One-sided political presentations should not be part of any educational curriculum. However, it is far worse to openly promote one-sided political activism to elementary school students and disguise it as part of a curriculum to study “human rights.” Unlike adults who would voluntarily come to hear Tamimi speak, the students in this third-grade class had no choice but to attend this presentation. The children were also not exposed to any neutral or pro-Israel point of view on the subject, and we can’t expect them to question what they are being presented as an adult might.

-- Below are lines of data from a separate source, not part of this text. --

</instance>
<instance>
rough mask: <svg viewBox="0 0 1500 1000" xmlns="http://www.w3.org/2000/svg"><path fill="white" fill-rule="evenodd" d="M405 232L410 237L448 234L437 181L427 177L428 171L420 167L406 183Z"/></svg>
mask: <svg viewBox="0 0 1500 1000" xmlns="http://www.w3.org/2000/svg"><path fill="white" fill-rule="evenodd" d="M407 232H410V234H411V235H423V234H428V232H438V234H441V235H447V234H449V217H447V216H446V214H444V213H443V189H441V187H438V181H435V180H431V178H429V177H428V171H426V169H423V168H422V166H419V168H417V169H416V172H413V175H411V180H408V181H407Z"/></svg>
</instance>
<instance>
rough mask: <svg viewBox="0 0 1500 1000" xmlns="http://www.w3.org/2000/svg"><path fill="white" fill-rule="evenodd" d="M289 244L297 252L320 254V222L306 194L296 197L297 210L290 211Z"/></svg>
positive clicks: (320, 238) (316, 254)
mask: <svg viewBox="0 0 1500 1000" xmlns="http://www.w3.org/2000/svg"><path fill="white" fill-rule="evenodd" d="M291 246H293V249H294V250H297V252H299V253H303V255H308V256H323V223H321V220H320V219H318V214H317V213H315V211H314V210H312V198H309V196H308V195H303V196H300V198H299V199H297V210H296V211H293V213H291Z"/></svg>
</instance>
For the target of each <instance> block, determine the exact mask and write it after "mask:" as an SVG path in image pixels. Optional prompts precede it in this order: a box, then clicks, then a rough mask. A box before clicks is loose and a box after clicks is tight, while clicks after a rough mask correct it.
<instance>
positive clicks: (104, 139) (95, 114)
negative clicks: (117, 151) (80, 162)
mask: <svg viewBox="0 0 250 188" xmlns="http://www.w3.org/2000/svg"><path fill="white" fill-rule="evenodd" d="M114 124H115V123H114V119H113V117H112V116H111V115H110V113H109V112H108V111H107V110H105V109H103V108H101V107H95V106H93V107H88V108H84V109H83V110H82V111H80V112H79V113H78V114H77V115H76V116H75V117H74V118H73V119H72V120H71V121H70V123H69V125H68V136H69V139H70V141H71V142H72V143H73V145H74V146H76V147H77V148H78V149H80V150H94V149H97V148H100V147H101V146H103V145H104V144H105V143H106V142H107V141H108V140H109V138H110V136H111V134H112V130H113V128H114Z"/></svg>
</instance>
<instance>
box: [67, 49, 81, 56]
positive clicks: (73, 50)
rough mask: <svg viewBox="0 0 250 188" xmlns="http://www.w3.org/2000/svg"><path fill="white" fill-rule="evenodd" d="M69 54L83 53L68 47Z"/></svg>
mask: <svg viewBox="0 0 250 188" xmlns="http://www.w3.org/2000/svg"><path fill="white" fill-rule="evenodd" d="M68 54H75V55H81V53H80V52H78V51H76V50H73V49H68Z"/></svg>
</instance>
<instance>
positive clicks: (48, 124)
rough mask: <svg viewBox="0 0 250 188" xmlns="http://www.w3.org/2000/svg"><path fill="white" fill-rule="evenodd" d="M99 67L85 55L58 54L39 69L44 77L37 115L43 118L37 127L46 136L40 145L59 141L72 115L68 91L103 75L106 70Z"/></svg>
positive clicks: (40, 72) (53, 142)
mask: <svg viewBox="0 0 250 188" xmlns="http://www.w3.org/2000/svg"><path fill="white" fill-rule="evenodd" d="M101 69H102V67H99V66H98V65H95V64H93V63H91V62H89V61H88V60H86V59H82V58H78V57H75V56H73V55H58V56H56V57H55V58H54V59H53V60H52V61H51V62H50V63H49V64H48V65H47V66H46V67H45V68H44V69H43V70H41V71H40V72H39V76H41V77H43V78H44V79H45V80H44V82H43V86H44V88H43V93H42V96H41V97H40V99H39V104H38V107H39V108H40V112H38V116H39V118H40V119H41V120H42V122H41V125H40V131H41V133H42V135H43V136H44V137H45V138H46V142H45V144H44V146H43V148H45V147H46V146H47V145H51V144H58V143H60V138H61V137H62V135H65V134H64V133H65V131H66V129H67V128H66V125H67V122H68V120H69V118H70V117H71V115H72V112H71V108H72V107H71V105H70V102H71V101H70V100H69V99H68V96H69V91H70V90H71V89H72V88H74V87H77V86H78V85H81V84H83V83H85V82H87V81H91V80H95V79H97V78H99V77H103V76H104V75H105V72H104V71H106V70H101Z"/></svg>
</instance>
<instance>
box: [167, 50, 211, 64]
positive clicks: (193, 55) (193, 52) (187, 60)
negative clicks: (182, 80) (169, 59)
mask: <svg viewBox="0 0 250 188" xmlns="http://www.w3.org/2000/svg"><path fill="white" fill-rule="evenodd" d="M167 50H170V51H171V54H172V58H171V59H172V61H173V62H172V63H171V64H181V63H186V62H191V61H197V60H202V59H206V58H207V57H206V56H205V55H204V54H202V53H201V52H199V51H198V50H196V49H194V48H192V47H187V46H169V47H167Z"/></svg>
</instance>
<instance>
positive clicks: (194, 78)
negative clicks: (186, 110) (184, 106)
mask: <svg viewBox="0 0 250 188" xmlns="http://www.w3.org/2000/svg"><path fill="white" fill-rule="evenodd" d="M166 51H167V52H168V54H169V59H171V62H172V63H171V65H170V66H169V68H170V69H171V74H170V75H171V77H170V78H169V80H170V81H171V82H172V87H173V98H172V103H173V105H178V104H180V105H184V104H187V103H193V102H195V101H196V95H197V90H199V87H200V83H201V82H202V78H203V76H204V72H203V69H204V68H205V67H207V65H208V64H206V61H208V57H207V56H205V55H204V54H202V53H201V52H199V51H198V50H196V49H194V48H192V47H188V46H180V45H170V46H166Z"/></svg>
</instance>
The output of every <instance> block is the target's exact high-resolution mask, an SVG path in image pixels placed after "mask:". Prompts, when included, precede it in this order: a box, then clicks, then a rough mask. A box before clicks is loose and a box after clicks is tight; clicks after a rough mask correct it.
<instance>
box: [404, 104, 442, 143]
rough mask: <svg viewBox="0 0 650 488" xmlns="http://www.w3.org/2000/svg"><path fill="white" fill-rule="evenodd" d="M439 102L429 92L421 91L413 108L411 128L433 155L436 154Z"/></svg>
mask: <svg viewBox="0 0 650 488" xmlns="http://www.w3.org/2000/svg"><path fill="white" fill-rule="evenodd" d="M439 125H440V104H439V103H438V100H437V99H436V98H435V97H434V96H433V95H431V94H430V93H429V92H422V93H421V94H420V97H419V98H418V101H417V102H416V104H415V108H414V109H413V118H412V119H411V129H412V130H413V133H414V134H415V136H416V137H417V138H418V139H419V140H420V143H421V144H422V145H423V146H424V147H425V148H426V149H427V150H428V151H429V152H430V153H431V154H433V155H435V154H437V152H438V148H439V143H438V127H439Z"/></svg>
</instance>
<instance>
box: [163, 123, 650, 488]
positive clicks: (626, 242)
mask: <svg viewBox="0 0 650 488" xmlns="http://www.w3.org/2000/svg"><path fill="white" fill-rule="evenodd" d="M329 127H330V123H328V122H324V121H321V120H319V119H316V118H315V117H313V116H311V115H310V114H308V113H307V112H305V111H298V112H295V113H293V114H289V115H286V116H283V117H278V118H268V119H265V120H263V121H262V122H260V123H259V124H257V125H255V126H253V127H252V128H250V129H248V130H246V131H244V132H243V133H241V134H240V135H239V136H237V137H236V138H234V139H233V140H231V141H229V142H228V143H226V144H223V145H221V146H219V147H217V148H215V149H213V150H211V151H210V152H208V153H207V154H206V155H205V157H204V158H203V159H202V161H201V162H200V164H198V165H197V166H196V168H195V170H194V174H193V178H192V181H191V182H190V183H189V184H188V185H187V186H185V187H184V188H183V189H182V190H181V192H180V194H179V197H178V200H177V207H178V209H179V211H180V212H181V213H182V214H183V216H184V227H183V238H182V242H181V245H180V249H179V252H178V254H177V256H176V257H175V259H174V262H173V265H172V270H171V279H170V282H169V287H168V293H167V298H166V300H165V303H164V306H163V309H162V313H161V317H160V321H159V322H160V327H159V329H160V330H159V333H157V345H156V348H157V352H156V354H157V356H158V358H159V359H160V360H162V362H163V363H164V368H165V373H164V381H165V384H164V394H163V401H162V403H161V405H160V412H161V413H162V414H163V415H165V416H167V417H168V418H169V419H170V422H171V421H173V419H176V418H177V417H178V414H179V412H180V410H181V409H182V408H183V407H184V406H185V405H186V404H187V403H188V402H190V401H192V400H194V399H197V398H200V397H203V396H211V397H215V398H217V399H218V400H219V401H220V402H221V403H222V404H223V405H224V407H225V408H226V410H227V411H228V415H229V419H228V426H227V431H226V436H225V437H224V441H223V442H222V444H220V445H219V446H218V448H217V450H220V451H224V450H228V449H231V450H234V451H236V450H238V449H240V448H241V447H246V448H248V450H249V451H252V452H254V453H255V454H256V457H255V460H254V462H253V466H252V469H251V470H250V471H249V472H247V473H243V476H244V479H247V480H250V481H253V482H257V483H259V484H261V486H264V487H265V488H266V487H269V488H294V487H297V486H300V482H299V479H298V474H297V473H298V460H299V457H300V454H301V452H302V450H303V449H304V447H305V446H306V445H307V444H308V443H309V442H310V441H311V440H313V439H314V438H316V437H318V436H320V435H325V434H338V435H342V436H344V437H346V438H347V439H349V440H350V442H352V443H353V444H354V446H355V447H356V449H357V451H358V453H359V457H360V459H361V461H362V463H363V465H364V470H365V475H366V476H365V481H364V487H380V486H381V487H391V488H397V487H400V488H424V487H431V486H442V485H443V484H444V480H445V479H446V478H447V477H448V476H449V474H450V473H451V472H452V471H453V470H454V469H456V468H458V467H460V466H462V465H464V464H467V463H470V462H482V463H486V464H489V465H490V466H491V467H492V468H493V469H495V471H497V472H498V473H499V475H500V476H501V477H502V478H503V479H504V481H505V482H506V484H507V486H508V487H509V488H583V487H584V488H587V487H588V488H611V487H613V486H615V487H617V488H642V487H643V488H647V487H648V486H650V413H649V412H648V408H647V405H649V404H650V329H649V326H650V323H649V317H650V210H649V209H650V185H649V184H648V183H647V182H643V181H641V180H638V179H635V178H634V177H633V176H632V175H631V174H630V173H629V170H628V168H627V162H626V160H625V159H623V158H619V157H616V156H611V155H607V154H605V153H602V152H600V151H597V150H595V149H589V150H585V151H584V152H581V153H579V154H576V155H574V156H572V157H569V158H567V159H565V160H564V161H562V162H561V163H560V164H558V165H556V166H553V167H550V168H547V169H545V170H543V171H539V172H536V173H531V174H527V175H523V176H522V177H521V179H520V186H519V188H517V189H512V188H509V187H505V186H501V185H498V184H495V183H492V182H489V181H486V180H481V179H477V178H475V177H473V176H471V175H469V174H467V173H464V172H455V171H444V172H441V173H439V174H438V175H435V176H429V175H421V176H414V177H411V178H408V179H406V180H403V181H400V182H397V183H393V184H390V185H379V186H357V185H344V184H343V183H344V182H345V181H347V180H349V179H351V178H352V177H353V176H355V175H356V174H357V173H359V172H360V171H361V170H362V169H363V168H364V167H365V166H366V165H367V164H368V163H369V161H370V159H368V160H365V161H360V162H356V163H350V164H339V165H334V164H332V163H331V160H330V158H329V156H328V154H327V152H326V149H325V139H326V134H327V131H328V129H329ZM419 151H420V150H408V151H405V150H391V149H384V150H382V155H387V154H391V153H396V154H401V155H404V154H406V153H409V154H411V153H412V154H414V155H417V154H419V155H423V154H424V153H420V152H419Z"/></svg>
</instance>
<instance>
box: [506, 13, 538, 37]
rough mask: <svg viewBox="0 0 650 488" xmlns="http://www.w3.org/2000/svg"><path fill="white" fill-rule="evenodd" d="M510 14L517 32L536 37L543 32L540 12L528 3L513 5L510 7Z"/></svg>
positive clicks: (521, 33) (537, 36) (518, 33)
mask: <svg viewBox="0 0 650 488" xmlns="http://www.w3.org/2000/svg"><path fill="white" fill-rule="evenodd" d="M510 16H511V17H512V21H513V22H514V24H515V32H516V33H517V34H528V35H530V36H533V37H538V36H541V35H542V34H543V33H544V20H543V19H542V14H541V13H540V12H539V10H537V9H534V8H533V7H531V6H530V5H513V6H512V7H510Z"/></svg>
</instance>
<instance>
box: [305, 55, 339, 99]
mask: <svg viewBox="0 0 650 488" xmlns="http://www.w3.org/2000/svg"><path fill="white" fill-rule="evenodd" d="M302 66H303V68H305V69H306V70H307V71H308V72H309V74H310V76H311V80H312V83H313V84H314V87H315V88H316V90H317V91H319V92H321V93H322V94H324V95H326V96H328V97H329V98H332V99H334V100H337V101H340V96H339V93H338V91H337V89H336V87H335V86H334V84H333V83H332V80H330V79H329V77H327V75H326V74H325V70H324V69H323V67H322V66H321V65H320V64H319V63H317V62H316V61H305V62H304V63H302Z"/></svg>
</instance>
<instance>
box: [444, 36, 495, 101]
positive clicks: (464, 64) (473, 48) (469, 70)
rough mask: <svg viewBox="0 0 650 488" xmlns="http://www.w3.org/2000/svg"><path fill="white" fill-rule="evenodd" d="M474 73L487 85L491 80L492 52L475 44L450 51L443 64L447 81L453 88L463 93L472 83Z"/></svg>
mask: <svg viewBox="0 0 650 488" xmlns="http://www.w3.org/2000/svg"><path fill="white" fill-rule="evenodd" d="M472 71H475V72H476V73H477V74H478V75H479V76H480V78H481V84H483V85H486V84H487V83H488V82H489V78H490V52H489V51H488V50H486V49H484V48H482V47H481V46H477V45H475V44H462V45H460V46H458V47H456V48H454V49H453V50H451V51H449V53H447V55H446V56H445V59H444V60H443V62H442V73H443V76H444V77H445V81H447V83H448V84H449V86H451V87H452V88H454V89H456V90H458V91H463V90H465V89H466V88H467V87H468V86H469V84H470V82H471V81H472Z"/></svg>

Overall, this is really not surprising considering the prevalence of anti-Israeli activism in Ithaca, but just when we thought the purveyors of hate and division couldn’t sink any lower, we are proven wrong yet again.
Don’t worry. All the kids have forgotten about this by now. They’re 8-years-old.
Bassim wanted the new generation of Arab kids to fight.When a student said she wanted to go to the middle east and fight he said”very good” Children should be playing in the street not wanting to fight someone they know nothing about.
The Head teacher and staff who participated should all be ashamed of themselves for allowing this biased talk to go ahead and then congratulate themselves for an unbiased talk. Encouraging more hatred.